Deep into the third act of Wagner’s “Tannhaeuser,” the title character sings the Rome Narrative, recounting his disastrous pilgrimage to ask the pope’s absolution for having dallied with Venus, goddess of love.

Coming near the end of a four-hour-long performance of one of the most grueling roles in all of opera, it can tax the tenor to the point of exhaustion. Not Johan Botha.

“After a long night, that’s the easiest part for me,” he said in an interview at the Metropolitan Opera, where he will star in an HD broadcast of the work on Saturday.

That’s because, the 50-year-old South African tenor explained, the vocal line lies low, “basically for a bass-baritone, and that’s what I was when I first started singing. I still have those low notes.”

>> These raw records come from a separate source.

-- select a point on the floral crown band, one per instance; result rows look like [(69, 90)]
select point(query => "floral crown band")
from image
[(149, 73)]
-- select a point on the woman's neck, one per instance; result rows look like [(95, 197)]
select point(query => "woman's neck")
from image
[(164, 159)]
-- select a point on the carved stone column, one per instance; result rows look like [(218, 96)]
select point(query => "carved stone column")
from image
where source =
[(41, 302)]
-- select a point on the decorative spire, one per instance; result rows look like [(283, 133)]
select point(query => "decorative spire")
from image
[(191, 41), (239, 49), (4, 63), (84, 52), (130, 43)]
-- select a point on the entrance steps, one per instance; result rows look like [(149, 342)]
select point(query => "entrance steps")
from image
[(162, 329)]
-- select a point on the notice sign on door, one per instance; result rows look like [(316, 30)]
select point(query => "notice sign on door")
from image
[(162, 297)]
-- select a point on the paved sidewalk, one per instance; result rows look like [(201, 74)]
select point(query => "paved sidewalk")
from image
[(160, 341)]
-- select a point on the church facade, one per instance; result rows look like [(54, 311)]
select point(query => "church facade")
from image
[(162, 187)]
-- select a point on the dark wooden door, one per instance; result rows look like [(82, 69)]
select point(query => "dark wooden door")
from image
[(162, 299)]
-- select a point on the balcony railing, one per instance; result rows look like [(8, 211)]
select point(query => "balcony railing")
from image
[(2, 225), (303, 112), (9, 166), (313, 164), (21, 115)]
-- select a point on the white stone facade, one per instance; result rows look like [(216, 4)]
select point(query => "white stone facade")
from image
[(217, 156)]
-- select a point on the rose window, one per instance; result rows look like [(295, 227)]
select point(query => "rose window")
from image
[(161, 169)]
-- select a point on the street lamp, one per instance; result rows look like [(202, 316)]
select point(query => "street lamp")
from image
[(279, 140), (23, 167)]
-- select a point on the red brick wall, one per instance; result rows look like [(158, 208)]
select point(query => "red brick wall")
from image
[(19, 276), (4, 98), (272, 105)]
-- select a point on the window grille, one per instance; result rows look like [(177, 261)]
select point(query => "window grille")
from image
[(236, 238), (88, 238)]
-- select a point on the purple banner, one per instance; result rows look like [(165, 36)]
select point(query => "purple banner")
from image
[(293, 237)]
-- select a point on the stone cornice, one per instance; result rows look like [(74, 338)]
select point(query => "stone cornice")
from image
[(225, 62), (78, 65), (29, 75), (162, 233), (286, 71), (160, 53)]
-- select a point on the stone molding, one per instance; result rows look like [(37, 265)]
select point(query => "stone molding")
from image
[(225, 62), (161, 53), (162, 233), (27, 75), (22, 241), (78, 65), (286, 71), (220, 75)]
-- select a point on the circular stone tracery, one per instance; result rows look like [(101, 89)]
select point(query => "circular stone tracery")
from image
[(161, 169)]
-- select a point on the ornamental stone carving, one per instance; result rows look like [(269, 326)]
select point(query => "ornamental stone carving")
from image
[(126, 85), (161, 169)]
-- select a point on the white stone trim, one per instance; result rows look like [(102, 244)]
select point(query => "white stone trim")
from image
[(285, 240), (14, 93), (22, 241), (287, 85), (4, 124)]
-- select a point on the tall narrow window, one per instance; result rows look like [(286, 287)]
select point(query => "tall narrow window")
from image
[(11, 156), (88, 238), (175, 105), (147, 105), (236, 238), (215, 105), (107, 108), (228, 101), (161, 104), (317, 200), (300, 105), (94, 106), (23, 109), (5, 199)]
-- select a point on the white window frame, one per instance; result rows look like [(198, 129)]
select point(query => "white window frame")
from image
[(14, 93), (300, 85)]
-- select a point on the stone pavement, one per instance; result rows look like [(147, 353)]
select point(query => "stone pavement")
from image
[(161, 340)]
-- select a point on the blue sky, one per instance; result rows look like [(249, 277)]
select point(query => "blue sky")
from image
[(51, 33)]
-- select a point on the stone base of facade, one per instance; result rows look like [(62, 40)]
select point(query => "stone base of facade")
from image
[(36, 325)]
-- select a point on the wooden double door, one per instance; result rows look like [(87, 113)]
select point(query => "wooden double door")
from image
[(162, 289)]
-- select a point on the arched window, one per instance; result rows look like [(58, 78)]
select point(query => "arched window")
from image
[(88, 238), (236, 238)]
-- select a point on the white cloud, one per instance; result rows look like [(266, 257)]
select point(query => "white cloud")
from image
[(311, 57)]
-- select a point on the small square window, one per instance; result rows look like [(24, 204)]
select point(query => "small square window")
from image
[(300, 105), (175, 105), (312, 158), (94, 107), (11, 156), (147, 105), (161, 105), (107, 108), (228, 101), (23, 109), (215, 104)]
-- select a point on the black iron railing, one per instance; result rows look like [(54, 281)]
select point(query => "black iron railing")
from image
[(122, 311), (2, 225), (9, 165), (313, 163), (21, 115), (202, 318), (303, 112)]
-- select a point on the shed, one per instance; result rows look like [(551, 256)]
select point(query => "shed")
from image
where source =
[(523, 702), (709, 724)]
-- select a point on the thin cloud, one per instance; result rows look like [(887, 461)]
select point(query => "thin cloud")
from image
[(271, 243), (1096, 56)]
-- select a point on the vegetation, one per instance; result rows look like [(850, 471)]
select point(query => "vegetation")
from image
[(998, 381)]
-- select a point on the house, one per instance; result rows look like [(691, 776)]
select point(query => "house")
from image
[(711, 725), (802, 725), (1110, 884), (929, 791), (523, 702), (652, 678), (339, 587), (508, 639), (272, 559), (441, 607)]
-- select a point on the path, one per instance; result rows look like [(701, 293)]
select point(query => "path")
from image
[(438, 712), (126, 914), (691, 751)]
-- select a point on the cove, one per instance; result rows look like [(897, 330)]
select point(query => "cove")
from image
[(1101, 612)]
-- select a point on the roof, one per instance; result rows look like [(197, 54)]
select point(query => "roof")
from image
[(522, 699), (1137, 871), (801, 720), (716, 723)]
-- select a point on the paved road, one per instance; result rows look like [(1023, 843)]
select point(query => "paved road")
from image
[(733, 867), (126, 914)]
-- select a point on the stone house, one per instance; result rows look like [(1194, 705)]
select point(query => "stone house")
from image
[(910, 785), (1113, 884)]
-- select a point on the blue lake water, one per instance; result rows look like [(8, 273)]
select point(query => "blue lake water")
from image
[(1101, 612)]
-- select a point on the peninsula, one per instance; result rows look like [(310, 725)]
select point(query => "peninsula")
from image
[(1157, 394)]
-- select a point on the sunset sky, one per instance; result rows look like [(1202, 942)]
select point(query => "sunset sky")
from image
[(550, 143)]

Instead, the tougher challenge for Botha, who sang the role with the Lyric Opera last winter, is a relatively brief solo late in Act 2 when the medieval minstrel knight pleads for God’s forgiveness.

“That little aria,” he said, “if you don’t sing it lyrically like a Schubert song you quickly get in trouble. Because it has those fifth and seventh jumps going up and up. If you put too much down pressure on the low notes then you carry all the weight over to the high notes, and the thing is, you know, you blow your voice out.”

Has that ever happened to him in a performance? “It did,” he confesses with a shrug. “But then you just have to recover.”


Wagner devoted more time to revising “Tannhaeuser” than to most of his other operas. After the premiere in Dresden, Germany, in 1845, he made a number of changes for Paris, where it premiered in 1861. The current Met production by Otto Schenk, dating from 1977, uses the “Paris Version” but includes further changes Wagner made for a Vienna revival in 1875. Botha said Wagner never was completely satisfied with the results. “He basically rewrote the whole piece,” he said. “He believed until his dying day that he owed the world a better ‘Tannhaeuser.’ ”


The major change Wagner made for Paris was to add a ballet, something that was considered essential for any opera performed there. He composed a bacchanal for the opening scene in the Venusberg — the only place in the opera where dancing made sense. But a group of wealthy male patrons expected ballets to come during Act 2 so they could arrive late after dinner and still see the dancers (many of whom were their mistresses). In protest, they created such an uproar that Wagner had to withdraw the work after the third performance.


Wagner conceived the opera’s two female roles as opposite poles of womanhood: Venus symbolizes carnal sexuality while Elisabeth stands for chaste devotion and piety. Because the two characters never appear on the stage at the same time, it’s possible for one singer to portray both in the same performance — but that has happened only once in Met history: in 1966, when Birgit Nilsson did it four times. In the current revival, Eva-Maria Westbroek sings Elisabeth and Michelle DeYoung is Venus. Baritone Peter Mattei sings the role of Tannhaeuser’s friend Wolfram and gets the opera’s best-known aria, the “Song to the Evening Star.” Met music director James Levine conducts the orchestra and chorus.


The Met’s HD broadcast will be shown live in movie theaters around the world starting at 11 a.m. Saturday. A list of theaters can be found at the Met’s website. In the U.S., it will be repeated Wednesday.